El tercer camino salía de Notre Dame du Puy, basílica
francesa, y era llamado Vía Podiense. Desde allí y por las
impresionantes gargantas de la región de Auvernia llegaban los
peregrinos a Conques, donde se encuentra la importante abadía
de Saint-Pierre-de-Moissac. Más tarde se unían a los que
venían por los caminos de la Vía Lemovicense y la Turonense.
La cuarta y última ruta es la Vía Tolosana, que pasaba por
Toulouse, aunque salía de Arles y era utilizada por los que
venían de Italia y de Oriente, además de algunos tramos de los
que seguían la ruta germánica. Los peregrinos pasaban por
Montpellier y se adentraban en pleno corazón del Languedoc para
llegar a Toulouse, importante ciudad que conserva las reliquias
de San Saturnino. Descendiendo aún más, llegaban a
Oloron-Sainte-Marie para proseguir hasta Borce, antes de
acometer la etapa del Pirineo aragonés.

Se trata del camino más transitado del país vecino y se
asienta en gran parte sobre una vía romana perteneciente al
Itinerario de Antonino y ha sido descrito con profusión en los
itinerarios Reales y por ilustres viajeros como Rosmithal,
Lassota o Confalonieri, siendo por tanto la ruta habitual que
siguieron los monarcas portugueses para peregrinar a Santiago.

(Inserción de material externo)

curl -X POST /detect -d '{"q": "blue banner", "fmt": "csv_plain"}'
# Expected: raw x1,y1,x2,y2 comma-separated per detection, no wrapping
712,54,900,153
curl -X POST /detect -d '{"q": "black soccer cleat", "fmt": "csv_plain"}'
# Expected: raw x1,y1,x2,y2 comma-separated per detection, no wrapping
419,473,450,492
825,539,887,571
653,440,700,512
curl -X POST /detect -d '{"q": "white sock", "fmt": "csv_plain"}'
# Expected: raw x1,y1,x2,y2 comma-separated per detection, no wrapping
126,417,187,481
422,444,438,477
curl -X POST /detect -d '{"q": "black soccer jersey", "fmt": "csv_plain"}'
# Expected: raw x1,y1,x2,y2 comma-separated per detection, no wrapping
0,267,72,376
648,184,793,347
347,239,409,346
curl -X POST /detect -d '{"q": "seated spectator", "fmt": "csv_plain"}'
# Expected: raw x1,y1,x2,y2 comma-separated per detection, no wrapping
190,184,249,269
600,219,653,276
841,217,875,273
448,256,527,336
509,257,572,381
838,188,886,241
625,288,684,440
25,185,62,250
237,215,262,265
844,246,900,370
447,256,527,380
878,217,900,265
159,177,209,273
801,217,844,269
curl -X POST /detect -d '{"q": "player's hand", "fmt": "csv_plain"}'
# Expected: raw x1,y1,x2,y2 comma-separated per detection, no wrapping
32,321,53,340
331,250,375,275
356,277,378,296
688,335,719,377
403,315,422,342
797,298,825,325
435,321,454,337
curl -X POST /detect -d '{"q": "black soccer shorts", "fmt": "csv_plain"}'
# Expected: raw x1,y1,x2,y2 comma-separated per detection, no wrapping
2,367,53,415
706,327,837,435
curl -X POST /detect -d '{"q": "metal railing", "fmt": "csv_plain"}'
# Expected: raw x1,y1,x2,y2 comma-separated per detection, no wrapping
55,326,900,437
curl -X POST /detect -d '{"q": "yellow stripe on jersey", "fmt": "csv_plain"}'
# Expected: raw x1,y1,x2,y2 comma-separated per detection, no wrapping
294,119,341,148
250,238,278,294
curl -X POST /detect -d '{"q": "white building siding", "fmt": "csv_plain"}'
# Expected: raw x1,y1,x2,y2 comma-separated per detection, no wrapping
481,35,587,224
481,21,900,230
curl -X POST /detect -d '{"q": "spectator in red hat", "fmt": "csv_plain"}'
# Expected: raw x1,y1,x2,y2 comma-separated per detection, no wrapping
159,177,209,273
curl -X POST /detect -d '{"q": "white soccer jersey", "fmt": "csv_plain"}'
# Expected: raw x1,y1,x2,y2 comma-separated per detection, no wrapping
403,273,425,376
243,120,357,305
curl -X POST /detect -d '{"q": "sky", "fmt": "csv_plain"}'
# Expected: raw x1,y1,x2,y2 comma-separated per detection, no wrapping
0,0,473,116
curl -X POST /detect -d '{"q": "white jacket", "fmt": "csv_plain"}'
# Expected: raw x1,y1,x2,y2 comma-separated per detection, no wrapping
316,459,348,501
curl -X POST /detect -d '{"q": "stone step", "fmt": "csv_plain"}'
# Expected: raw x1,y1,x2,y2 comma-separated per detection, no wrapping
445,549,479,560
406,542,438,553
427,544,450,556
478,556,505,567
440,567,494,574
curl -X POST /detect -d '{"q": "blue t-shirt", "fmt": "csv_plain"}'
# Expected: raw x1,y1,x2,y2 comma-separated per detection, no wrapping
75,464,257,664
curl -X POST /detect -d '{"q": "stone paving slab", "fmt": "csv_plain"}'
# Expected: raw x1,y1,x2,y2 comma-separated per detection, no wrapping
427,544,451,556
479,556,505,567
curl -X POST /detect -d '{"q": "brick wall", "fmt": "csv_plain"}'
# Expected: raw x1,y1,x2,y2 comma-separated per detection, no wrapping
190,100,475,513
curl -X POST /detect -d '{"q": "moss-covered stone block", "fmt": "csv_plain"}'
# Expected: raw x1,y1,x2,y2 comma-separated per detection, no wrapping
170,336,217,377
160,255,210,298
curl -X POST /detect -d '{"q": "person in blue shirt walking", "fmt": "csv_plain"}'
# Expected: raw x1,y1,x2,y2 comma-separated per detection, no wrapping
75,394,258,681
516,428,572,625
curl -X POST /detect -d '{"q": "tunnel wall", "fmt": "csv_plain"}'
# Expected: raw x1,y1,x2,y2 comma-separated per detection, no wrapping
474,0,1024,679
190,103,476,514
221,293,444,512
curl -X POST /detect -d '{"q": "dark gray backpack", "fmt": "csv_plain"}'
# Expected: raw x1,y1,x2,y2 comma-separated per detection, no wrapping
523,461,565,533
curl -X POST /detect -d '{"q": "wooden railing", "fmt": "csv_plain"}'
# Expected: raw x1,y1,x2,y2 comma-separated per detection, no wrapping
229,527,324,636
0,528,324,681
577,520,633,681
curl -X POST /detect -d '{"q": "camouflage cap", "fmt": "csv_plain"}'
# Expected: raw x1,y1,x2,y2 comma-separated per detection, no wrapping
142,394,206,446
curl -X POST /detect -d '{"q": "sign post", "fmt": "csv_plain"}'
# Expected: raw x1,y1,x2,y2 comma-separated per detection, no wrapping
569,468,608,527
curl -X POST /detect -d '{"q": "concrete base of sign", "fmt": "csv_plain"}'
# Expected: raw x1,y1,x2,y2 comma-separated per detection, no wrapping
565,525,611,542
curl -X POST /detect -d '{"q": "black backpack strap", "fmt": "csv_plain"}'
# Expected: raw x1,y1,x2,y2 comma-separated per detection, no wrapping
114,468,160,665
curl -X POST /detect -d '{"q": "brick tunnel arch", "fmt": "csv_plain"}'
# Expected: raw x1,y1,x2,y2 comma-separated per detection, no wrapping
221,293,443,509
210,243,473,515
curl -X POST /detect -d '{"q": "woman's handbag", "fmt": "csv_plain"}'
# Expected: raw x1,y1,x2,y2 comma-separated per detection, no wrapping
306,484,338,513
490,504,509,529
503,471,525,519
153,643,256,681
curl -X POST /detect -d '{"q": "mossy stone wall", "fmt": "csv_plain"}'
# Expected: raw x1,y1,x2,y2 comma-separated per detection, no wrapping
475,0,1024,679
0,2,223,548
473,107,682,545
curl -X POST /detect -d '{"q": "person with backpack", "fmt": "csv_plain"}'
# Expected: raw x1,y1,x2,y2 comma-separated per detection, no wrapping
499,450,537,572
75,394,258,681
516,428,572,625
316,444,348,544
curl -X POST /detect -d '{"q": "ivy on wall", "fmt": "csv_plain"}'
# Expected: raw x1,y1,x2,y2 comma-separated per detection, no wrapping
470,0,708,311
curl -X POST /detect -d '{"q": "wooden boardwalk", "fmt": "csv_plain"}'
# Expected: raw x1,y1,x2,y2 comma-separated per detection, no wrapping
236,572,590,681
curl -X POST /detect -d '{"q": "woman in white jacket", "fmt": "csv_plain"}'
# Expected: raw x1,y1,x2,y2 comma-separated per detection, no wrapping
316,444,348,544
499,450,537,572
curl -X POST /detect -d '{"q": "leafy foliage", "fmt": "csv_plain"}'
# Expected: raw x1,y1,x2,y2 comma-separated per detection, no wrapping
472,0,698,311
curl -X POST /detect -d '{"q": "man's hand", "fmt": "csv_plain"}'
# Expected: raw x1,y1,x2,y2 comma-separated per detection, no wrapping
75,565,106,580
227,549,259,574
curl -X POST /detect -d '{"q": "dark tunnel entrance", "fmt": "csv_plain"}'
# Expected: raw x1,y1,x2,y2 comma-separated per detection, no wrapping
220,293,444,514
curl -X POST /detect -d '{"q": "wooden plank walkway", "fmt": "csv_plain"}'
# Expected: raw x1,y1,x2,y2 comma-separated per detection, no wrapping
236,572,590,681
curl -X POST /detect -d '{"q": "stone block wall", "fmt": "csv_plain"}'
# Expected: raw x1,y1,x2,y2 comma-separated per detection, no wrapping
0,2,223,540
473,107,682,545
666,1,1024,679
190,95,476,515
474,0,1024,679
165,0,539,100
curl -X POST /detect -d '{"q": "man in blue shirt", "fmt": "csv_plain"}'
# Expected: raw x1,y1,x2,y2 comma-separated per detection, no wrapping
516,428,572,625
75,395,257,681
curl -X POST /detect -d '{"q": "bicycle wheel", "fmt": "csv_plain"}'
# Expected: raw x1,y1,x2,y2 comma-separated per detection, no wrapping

En el Camino Portugués existen dos sectores; el primero parte
de Lisboa en dirección nordeste remontando el curso del Tajo y
pasa por Azambuja, Cartaxo, Santarém, Gólega, Tomar,
Alvaiázere, Ansião, Condeixa y Coimbra. El segundo sector
parte también de la capital portuguesa en dirección oeste,
llegando a Mafra, Torres Vedras, Óbidos, Caldas da Rainha,
Alcobaça, Batalha, Leiría, Pombal, Montemor-o-Velho y
Coímbra. La universitaria Coímbra guarda el sepulcro de la
reina santa, dos catedrales y una iglesia medieval dedicada a
Santiago. Dada la gran tradición caminera de la ruta
portuguesa, las tierras por las que discurre presentan la mayor
densidad de advocaciones al Apóstol y están presentes en
fundaciones monásticas y de establecimientos dedicados al
hospedaje de peregrinos.Redacción G.E.